Summary: The Centers for Medicare & Medicaid Services modified its Human Chorionic Gonadotropin coverage policy, effective May 15, 2026. Here's what billing teams need to know before that date.
CMS Human Chorionic Gonadotropin coverage policy changes don't come along often, but when they do, they ripple across multiple specialties — reproductive endocrinology, urology, oncology, and internal medicine all have skin in this game. The Centers for Medicare & Medicaid Services updated this policy with a May 15, 2026 effective date. The published policy does not list specific CPT or HCPCS codes in the available data, so your first step is pulling the full policy document from CMS directly and cross-referencing it against your current charge capture.
Quick-Reference Table
| Field | Detail |
|---|---|
| Payer | CMS |
| Policy | Human Chorionic Gonadotropin |
| Policy Code | N/A |
| Change Type | Modified |
| Effective Date | May 15, 2026 |
| Impact Level | Medium-High |
| Specialties Affected | Reproductive endocrinology, urology, oncology, internal medicine, obstetrics |
| Key Action | Pull the full CMS policy, audit your HCG-related claims, and verify medical necessity documentation before May 15, 2026 |
CMS Human Chorionic Gonadotropin Coverage Policy and Medical Necessity Requirements 2026
Human Chorionic Gonadotropin — HCG — sits at the intersection of fertility treatment, cancer monitoring, and diagnostic lab work. That broad clinical footprint is exactly why a modification to the CMS HCG coverage policy matters to more than one billing department.
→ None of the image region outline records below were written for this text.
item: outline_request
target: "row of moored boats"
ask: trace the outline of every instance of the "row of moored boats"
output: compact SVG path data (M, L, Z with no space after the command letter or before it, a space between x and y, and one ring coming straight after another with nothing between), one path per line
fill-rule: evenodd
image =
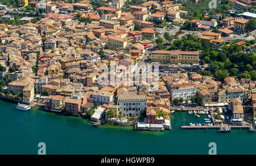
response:
M213 126L213 124L210 123L210 124L204 124L204 125L205 126ZM192 124L192 123L190 123L190 126L201 126L202 125L201 124Z

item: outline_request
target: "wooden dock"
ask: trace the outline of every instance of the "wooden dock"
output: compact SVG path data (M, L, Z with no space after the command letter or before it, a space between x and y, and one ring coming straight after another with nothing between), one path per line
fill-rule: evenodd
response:
M228 132L231 130L231 129L248 129L250 131L255 131L255 129L251 126L246 125L246 126L229 126L227 125L217 125L217 126L181 126L180 127L181 129L205 129L207 130L208 129L218 129L219 131Z
M181 126L182 129L218 129L220 126Z

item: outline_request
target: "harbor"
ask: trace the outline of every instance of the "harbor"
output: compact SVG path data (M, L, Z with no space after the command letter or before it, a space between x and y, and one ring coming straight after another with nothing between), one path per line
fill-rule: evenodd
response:
M1 154L37 154L37 144L42 142L46 143L47 154L115 154L117 152L125 154L133 154L135 151L148 155L208 154L208 145L212 141L217 145L218 154L253 154L256 147L256 134L247 130L240 131L237 128L219 134L221 132L218 132L218 128L214 128L216 126L199 128L210 129L207 132L188 130L198 127L181 129L184 119L186 120L185 126L189 126L191 122L203 124L206 114L200 114L199 118L188 112L175 111L171 116L171 130L142 132L134 130L132 126L108 124L95 127L82 117L46 112L38 106L29 111L21 111L16 109L16 104L0 101L0 104L3 105L0 114L5 117L0 121L0 125L5 126L0 129ZM14 130L15 132L13 132ZM19 138L19 142L16 138ZM71 142L74 138L76 141ZM113 144L106 143L102 148L102 144L98 143L102 139L106 142L114 142L116 144L133 142L133 146L114 146L114 148ZM164 143L153 148L149 146L156 141Z
M233 129L248 129L250 131L255 131L254 127L251 126L228 126L228 125L216 125L216 126L181 126L181 129L218 129L218 131L230 131Z

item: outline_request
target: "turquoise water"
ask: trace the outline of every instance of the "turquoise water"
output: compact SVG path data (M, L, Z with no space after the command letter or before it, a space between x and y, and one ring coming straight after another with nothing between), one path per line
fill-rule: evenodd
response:
M247 129L181 130L206 117L187 112L172 114L172 130L134 131L132 127L93 126L81 117L64 116L33 108L24 112L16 104L0 101L0 154L37 154L39 142L47 154L208 154L208 144L217 144L217 154L255 154L256 133Z

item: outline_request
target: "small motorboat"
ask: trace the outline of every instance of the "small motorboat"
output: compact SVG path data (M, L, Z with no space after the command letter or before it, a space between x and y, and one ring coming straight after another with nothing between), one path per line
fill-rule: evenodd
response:
M24 104L18 103L18 106L16 109L22 110L28 110L31 108L27 105Z

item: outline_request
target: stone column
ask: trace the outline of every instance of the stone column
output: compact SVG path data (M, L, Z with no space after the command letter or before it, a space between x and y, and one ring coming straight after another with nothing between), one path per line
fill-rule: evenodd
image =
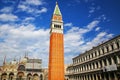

CMS has used HCG coverage policy to draw a hard line between covered diagnostic use and non-covered off-label applications. Medical necessity is the central test. CMS does not reimburse HCG administration or testing simply because a clinician orders it — the clinical context has to match a covered indication.
The real issue here is documentation. For HCG-related claims, CMS expects your medical record to show a clear clinical rationale that ties the service to a covered diagnosis. Vague orders or missing clinical notes are the fastest path to a claim denial. Your billing team should treat documentation review as a pre-submission step, not a post-denial scramble.
Because the available policy data does not include specific codes, billing guidelines around exact CPT or HCPCS identifiers are difficult to detail here with precision. Pull the full policy from the CMS source before your billing team makes any workflow changes based on this post alone.
What CMS Historically Covers for HCG
CMS has historically covered HCG in three broad clinical contexts:
Diagnostic testing. HCG measurement is a standard part of pregnancy confirmation, ectopic pregnancy workup, and gestational trophoblastic disease monitoring. When the diagnosis codes support these indications, coverage is generally straightforward.
Oncology monitoring. HCG is a recognized tumor marker for testicular germ cell tumors and some other malignancies. Serial HCG testing in cancer monitoring has clear medical necessity support under Medicare's coverage frameworks.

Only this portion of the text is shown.